Foto: Eskinder Debebe/UN Photo.


No dia 12 de novembro de 2020, a Assembleia Geral e o Conselho de Segurança das Nações Unidas elegeram 5 juízes para a Corte Internacional de Justiça (CIJ) – quatro destes para um segundo mandato e um deles para assumir compor a Corte pela primeira vez. Mas, antes de falar das últimas eleições, é importante que entender a composição e o processo de seleção dos membros da Corte.


A Composição da Corte Internacional de Justiça


O plenário da Corte Internacional de Justiça é composto por 15 juízes. A diversidade é um caráter importante na composição da Corte, não sendo permitida a eleição de dois juízes de mesma nacionalidade, conforme previsto pelo Estatuto da CIJ. No mesmo sentido, a eleição dos juízes deve refletir e representar as “mais altas formas da civilização” e os “principais sistemas jurídicos do mundo” – como o sistema jurídico romano-germânico e o commom law, por exemplo.


As eleições regulares são realizadas trienalmente. A cada eleição são eleitos 5 juízes, cujos mandatos iniciam em 6 de fevereiro do ano subsequente ao da eleição e tem duração de 9 anos, sendo permitida a reeleição. Sendo assim, a cada ciclo de nove anos há eleição para todos os bancos da Corte.


Apesar do Estatuto reforçar a importância da diversidade nos bancos da Corte, os membros permanentes do Conselho de Segurança têm historicamente assegurado a eleição de seus nacionais.


Uma rara exceção aconteceu 2017, quando o juiz britânico não foi reeleito. Não há nenhuma norma que garanta vaga para uma nacionalidade específica, no entanto “o sistema eleitoral assegura que a composição da Corte reflita a força do voto e as alianças políticas no Conselho de Segurança e na Assembleia Geral”, conforme aponta James R. Crawford, juiz da Corte desde 2015. Mas as eleições regulares e especiais não são a única possibilidade de ocupar um assento na CIJ.


Os Juízes ad hoc


Até que ponto ter um juiz da nacionalidade de uma das partes pode influenciar na decisão da Corte?

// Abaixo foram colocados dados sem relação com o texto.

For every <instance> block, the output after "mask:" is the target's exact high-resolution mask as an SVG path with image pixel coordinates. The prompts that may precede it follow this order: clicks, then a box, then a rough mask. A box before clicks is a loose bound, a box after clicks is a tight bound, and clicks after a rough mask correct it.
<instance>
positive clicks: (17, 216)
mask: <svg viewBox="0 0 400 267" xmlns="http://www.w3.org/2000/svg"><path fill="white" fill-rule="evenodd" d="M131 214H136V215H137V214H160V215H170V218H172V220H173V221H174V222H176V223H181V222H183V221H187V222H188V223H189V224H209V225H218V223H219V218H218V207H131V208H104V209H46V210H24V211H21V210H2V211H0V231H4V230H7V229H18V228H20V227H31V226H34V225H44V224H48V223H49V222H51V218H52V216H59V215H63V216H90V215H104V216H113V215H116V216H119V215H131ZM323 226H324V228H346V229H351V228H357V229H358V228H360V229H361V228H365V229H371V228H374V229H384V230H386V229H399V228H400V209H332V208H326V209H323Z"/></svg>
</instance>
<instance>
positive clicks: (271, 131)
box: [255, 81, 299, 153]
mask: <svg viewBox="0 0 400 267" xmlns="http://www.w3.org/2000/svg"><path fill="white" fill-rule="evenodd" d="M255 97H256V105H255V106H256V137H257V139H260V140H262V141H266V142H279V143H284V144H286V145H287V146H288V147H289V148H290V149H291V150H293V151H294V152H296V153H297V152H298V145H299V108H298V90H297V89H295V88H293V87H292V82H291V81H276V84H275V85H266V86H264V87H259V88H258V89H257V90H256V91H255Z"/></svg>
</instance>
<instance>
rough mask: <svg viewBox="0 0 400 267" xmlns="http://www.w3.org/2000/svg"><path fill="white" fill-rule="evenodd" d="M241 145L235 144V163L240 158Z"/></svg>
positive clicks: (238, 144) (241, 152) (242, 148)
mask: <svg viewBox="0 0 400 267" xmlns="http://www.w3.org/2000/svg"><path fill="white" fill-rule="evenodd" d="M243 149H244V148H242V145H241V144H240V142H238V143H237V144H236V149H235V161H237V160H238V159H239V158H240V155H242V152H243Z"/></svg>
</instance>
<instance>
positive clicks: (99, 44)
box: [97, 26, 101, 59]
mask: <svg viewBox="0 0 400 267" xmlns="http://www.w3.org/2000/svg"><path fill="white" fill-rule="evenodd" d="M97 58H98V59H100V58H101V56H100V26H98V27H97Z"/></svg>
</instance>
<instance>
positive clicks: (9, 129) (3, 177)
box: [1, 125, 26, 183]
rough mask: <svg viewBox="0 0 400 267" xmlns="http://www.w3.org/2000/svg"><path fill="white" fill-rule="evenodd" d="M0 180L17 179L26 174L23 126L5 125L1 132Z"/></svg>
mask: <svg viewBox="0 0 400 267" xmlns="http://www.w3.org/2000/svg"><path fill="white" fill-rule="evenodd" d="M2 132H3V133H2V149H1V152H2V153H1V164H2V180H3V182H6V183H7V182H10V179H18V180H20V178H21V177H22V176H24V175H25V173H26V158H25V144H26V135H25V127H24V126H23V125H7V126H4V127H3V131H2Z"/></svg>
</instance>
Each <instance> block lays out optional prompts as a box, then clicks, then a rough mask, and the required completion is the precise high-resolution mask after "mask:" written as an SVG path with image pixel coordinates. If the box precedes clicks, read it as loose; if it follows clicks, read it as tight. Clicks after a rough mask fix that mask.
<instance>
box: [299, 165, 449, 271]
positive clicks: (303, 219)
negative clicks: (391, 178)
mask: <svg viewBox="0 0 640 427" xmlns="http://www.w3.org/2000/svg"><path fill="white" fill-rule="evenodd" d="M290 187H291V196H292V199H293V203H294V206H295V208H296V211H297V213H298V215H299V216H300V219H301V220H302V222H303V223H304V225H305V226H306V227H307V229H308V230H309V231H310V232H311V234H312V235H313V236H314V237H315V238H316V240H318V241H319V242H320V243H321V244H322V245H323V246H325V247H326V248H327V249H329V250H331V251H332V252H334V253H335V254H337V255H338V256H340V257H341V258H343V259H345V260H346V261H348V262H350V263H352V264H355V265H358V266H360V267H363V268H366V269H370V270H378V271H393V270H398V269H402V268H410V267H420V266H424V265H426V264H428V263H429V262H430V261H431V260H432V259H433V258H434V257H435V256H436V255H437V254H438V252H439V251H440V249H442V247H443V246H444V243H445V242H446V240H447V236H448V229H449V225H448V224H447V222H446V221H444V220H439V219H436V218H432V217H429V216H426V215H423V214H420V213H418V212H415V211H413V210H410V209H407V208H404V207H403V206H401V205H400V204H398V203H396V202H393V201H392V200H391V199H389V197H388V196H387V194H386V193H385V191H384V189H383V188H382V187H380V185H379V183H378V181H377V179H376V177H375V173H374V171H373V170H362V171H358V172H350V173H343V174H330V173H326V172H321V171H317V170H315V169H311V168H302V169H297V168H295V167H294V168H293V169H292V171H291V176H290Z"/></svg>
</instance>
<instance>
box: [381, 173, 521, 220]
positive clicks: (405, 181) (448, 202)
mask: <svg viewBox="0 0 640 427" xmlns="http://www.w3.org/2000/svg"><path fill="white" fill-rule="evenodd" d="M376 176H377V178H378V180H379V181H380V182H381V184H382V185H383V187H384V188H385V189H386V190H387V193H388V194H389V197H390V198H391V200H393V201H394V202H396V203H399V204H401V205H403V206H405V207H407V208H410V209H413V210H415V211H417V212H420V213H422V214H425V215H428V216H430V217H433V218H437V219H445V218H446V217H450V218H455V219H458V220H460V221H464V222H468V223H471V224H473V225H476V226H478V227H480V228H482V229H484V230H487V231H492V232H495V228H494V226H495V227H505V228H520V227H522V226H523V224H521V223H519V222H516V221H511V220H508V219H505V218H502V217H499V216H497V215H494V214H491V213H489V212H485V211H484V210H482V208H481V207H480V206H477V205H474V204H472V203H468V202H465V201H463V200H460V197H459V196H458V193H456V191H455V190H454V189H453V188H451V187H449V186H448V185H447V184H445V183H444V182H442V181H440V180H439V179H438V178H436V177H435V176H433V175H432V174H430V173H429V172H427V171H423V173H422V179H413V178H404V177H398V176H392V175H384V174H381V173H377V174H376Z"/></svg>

Os redatores do Estatuto da CIJ certamente acharam que há uma influência significativa. O juiz nacional de uma das partes pode ajudar os outros juízes a enxergar o argumento dessa parte com mais clareza, o que pode influenciar na decisão do caso. Nesse sentido explica Hugh Thirlway, professor do Graduate Institute of International Studies em Genebra:


“(...) a presença de um ‘juiz nacional’, mesmo que seja obrigado a decidir imparcialmente, continua a ser valiosa para garantir justiça ao Estado de que é nacional, uma vez que pode assegurar que o caso apresentado pelo seu país seja plenamente compreendido” (EVANS, 2018, tradução nossa).


Esse é o racional por trás do art. 31 do Estatuto da CIJ. A ideia geral da norma é que qualquer das partes litigantes tem direito a ter um juiz de sua nacionalidade ouvindo e julgando o caso. Se uma das partes não contar com um ‘nacional’ dentre os juízes eleitos, essa pode apontar um juiz ad hoc para funcionar como juiz especificamente naquele caso.


Caso nenhuma das partes conte com um “nacional’ entre o rol de juízes eleitos, ambas as partes podem apontar juízes ad hoc, conforme disposto no item 3 do art. 31 do Estatuto da CIJ. Nesses casos, contudo, como afirma Evans, é comum que as partes acordem em não apontar seus juízes.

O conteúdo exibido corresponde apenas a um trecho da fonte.